Dahiku berkerut. Senyum kembali kusungging, kembali menatap taman di samping rumah.

“Apa ucapanku salah?” Jordan pun ikut menatap taman yang sedang kutatap.

“Aku tidak pernah memiliki kekasih. Bagiku, memiliki kekasih hanya buang-buang waktu.” Aku menanggapi.

“Terima kasih banyak karena telah membantuku merawat Dania. Sebagai gantinya, aku akan memberikan apa pun yang kamu inginkan. Kamu mau apa? Kuliah? Kursus? Buka usaha?” Jordan memberondong pertanyaan.

Aku menatapnya. “Aku nggak butuh apa-apa. Saat ini, yang ada dalam pikiranku hanya Dania. Merawat amanah dari Kak Diana adalah tujuan utamaku. Bagiku itu sudah cukup.”

“Sabrina. Kamu punya masa depan. Kamu harus ada persiapan untuk masa depanmu. Aku akan memberimu uang untuk keperluanmu jika ingin membeli sesuatu. Kamu pasti memerlukan uang. Aku harap kamu mau menerima uang dariku.” Jordan menyodorkannya amplop coklat padaku.
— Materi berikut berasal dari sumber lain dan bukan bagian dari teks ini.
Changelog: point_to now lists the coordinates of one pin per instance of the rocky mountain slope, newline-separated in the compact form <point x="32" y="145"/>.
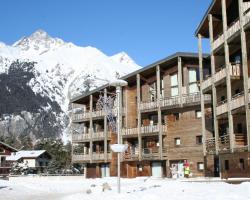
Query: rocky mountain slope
<point x="38" y="76"/>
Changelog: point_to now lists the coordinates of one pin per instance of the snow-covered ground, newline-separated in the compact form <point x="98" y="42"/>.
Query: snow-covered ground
<point x="75" y="188"/>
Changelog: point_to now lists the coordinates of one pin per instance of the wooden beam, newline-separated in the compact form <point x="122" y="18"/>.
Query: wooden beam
<point x="203" y="121"/>
<point x="214" y="97"/>
<point x="158" y="85"/>
<point x="228" y="77"/>
<point x="245" y="70"/>
<point x="138" y="90"/>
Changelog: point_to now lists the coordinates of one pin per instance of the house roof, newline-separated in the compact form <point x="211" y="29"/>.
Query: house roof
<point x="8" y="146"/>
<point x="148" y="67"/>
<point x="204" y="19"/>
<point x="25" y="154"/>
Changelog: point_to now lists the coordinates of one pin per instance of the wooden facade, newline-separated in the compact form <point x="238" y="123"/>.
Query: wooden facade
<point x="227" y="26"/>
<point x="5" y="151"/>
<point x="161" y="122"/>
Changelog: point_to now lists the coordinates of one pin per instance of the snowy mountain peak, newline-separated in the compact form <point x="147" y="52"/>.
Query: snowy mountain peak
<point x="38" y="42"/>
<point x="124" y="58"/>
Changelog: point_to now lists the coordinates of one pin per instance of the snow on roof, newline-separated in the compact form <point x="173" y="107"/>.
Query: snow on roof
<point x="25" y="154"/>
<point x="10" y="147"/>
“Bisa tinggal di sini saja aku sudah bersyukur. Aku ikhlas merawat Dania. Aku nggak bisa menerima sesuatu yang bukan hakku.” Aku menolak.

“Ini hadiah untukmu.”

“Aku mengerti. Tapi aku belum membutuhkannya.” Aku kukuh menolak.

“Bunda!!! Bunda!!!”

Obrolan kami terjeda karena seruan Dania. Aku beranjak dari sofa untuk memastikan keadaan Dania. Nadanya seperti takut. “Ada apa, Marina?” tanyaku pada Marina yang sudah berada di kamar Dania.
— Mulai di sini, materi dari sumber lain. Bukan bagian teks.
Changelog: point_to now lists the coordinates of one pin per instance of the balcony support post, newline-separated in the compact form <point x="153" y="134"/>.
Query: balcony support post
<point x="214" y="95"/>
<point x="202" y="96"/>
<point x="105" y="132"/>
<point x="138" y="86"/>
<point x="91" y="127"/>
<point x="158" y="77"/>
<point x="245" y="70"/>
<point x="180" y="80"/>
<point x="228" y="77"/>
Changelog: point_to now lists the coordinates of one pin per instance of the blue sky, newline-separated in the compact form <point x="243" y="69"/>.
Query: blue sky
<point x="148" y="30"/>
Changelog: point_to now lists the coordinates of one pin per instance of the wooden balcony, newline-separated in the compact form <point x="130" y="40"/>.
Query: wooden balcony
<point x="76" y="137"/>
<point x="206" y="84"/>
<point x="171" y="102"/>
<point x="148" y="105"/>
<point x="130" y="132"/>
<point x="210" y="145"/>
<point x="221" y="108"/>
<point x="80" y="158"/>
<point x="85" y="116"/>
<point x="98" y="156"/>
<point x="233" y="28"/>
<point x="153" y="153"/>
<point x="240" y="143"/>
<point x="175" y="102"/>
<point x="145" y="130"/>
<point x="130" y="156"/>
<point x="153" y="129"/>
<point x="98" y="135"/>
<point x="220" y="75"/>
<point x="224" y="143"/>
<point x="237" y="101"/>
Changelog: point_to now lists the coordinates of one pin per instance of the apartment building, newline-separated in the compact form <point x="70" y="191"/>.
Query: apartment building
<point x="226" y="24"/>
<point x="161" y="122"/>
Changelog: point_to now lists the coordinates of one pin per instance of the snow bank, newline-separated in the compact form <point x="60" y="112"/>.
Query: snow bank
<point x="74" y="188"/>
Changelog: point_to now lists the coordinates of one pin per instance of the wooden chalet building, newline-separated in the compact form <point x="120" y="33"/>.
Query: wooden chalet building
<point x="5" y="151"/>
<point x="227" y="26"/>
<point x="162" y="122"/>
“Saya juga nggak tau, Mbak. Tiba-tiba saja Dania menangis pas bangun tidur,” kata Marina.

Tubuh kudaratkan di tepi ranjang. Dania langsung beralih memelukku. Aku mengusap kepala Dania untuk memberi ketenangan. Sepertinya Dania mimpi buruk.

“Ada apa dengan Dania?” tanya Jordan ketika tiba di kamar ini.

Aku menggeleng.

“Apa terjadi sesuatu dengan Dania?” tanya Jordan pada Marina.
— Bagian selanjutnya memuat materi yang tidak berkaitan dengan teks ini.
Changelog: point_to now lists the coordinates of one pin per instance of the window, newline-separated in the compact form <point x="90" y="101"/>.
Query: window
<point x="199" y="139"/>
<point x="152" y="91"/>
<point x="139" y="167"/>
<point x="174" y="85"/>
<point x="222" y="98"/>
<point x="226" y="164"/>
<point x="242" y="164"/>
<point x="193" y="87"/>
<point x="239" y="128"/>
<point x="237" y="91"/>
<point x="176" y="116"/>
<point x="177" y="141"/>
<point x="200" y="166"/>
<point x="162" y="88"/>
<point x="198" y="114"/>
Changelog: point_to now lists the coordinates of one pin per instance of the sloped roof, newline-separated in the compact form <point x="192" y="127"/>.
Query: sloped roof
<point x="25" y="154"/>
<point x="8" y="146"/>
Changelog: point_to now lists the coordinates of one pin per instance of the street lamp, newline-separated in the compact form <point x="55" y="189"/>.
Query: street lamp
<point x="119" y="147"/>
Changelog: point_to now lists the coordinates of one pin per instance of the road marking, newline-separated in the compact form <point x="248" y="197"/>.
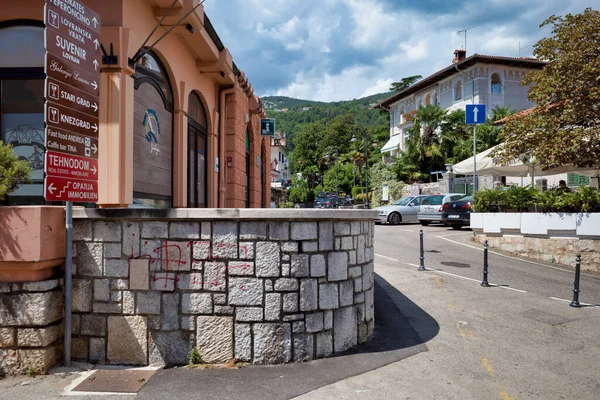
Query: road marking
<point x="583" y="304"/>
<point x="513" y="258"/>
<point x="450" y="274"/>
<point x="389" y="258"/>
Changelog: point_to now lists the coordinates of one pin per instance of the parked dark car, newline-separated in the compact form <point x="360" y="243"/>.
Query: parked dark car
<point x="457" y="213"/>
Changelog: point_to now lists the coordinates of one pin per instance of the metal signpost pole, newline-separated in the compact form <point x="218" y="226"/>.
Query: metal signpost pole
<point x="71" y="121"/>
<point x="68" y="284"/>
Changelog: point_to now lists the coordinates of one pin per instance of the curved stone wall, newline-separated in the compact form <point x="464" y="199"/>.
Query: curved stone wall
<point x="262" y="286"/>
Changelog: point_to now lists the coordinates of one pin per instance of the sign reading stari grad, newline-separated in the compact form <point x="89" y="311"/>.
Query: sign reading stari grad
<point x="72" y="38"/>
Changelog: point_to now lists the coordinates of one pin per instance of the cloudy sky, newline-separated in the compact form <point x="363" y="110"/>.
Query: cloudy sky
<point x="331" y="50"/>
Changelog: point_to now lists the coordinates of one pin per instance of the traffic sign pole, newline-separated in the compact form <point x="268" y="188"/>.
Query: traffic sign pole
<point x="72" y="68"/>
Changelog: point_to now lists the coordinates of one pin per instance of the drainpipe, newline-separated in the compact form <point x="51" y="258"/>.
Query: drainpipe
<point x="222" y="162"/>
“Nggak, Tuan. Sepertinya Nona Dania habis mimpi.” Marina menimpali.

“Dania mimpi?” tanyaku pada Dania dengan nada pelan.

Dania mengangguk.

“Dania mimpi apa? Cerita sama Bunda." Aku membujuk.

“Tadi Nia mimpi Mami. Mami mukanya serem. Nia takut sama Mami." Dania kembali membenamkan wajahnya di dadaku.

Tatapanku beralih Jordan.

“Kamu keluar,” perintah Jordan pada Marina.

Marina pun berlalu dari kamar ini.

“Apa tidak sebaiknya Dania tau?” tanyaku pada Jordan.

“Aku belum siap jika dia tau sekarang. Akan kuatur waktu untuk menziarahi makamnya. Sudah waktunya dia harus tahu tentang ibunya.”

Jika itu keputusan Jordan, maka aku hanya bisa menurut.
Sampai kapan kita akan menyembunyikan hal ini pada Dania terus? Kasihan dia jika kita menutupi tentang kematian Kak Diana.

***

“Pagi, Ayah. Pagi, Om Damian.” Dania menyapa ayah dan omnya ketika kami tiba di ruang makan.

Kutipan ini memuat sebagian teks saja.